Ten years later, I had a clean CSA.  No strange, unwanted inhabitants.  Good indicators of adequate digestive enzymes and acid.  I was feeling FABULOUS, although I still wasn't quite recovered enough to go back to work.  But I was browsing the want ads and thinking of a strategy....
 
Still, there were indicators on other tests that all was not well down in the bowel.  Organic acid testing looks at 30-40 acids in the urine, depending upon the lab used, and several of those acids are classified as indicators of gastrointestinal health.  Ditto for urinary and plasma amino acids.  These tests indicated continuing issues with fungal and bacterial dysbiosis.   I figured there must be another reason for those results  (genetics perhaps?) and ignored them.  After all, I was feeling FABULOUS.  And for the first time in many years, I didn't care about testing, blogs, or ME-CFS forums.  I wanted to live another life - the life of a normal person, a life with friendships and parties, with walks in the countryside and bike rides, with writing projects and a house emptied of the piles of junk I'd accumulated during the past 6 years of relapse.

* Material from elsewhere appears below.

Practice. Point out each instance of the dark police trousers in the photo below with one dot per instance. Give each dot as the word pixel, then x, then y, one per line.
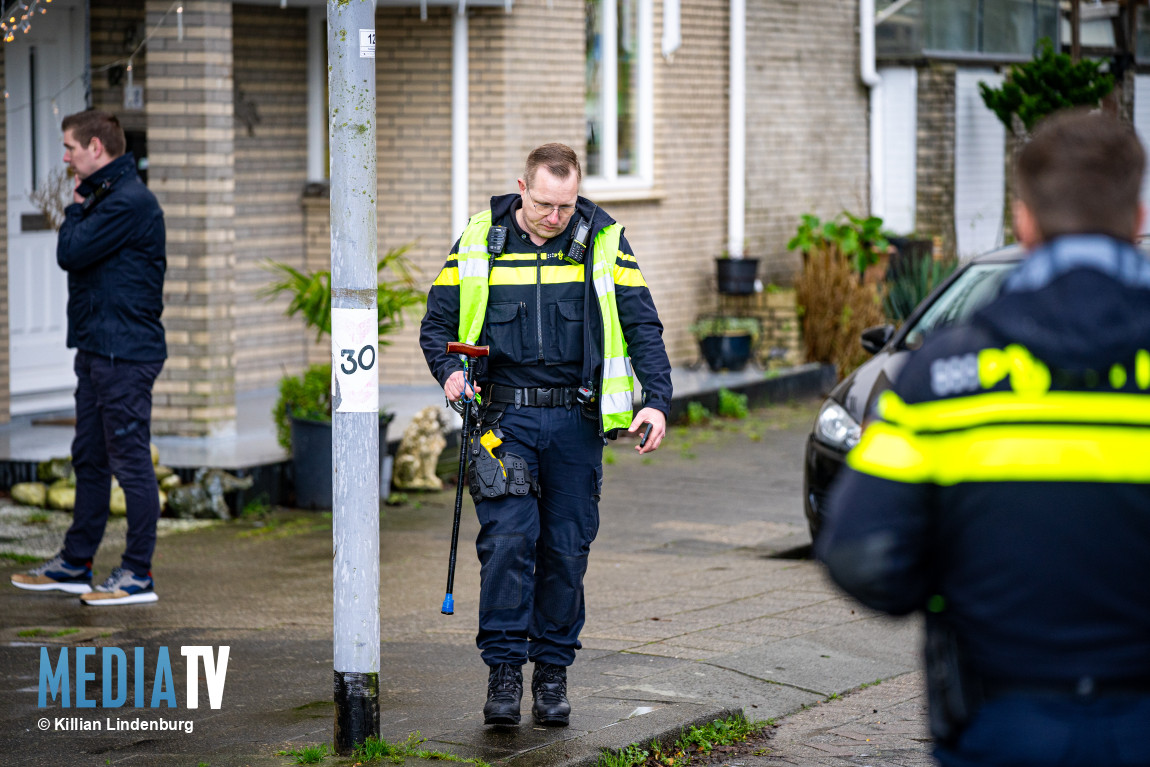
pixel 113 436
pixel 533 550
pixel 1055 731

I haven't retested with a CSA since my relapse in October 2007.  I decided instead --now that cardiac symptoms have abated to a great extent -- to use the gastrointestinal markers on organic acids and amino acids as my guide.  For a finally learned something that makes sense of the discrepancy between stool tests and systemic fluids:  biofilms.

Biofilms are colonies of microflora that hide from the immune system under a film of minerals and polysaccharides.  Often they go into a cell-wall deficient state to make this possible.  Apparently, according to my friend in the Biology Department at our local college, they've been a hot topic in research for several years.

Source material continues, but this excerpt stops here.